As Dumphy sends his wife Dolores away upon her discovery of his dark history, she reunites with Hamlin, her former love, and they flee the town together. Meanwhile, Dumphy and Conroy strike a deal to drill for oil on their adjacent lands. While Conroy discovers that the richest oil sites are located on his property and occupied by local prospectors, he initially promises to protect them but later falters under pressure from his wife, who is being blackmailed by Dumphy. Conroy attempts to pull back from the oil venture to safeguard the land of his friends, but Dumphy sends assassins to eliminate him; tragically, they mistakenly kill Conroy's pregnant wife instead. Eventually, Conroy's enterprise is overtaken by the powerful businessman Trott, who reveals he has evidence of Dumphy's crimes and threatens to expose him. Trott's men destroy Dumphy's oil operations, leaving Conroy disillusioned. In the end, he decides to abandon the oil business and return to his roots as a prospector.

== Cast==
- Donatas Banionis as Gabriel Conroy, a prospector (voiced by Alexander Demyanenko).

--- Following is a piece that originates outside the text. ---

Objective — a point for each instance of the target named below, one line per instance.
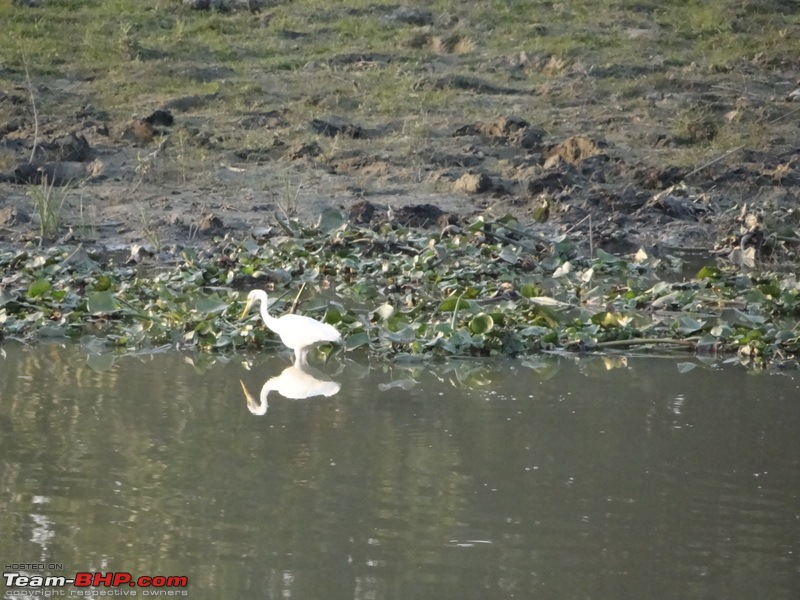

- Mircea Veroiu as Jack Gemlin, professional gambler (voiced by Anatoly Kuznetsov)
- Lyudmila Senchina as Julie Prudhomme, the singer of cabaret
- Maria Ploae as Dolores Damphy (voiced by Valentina Talyzina)
- Leonid Bronevoy as Peter Damphy, entrepreneur
- Lev Durov as Lucky Charlie
- Vsevolod Abdulov as Henry York, a young journalist
- Ferenc Bence as Harry, shooter (voiced by Nikolai Grabbe)
- Yan Shanilets as Julian Barreto
- Algimantas Masiulis as Starbottle (voiced by Yuri Sarantsev)
- Gregory Lampe as seller of secrets
- Sergei Martinson as Mr. Trott
- Oleg Zhakov as Judge Flemming
- Talgat Nigmatulin as Joyce

== Soundtrack ==
Vladimir Vysotsky wrote seven texts for the film, three of which were put by the composer Firtich to music and performed by Lyudmila Senchina.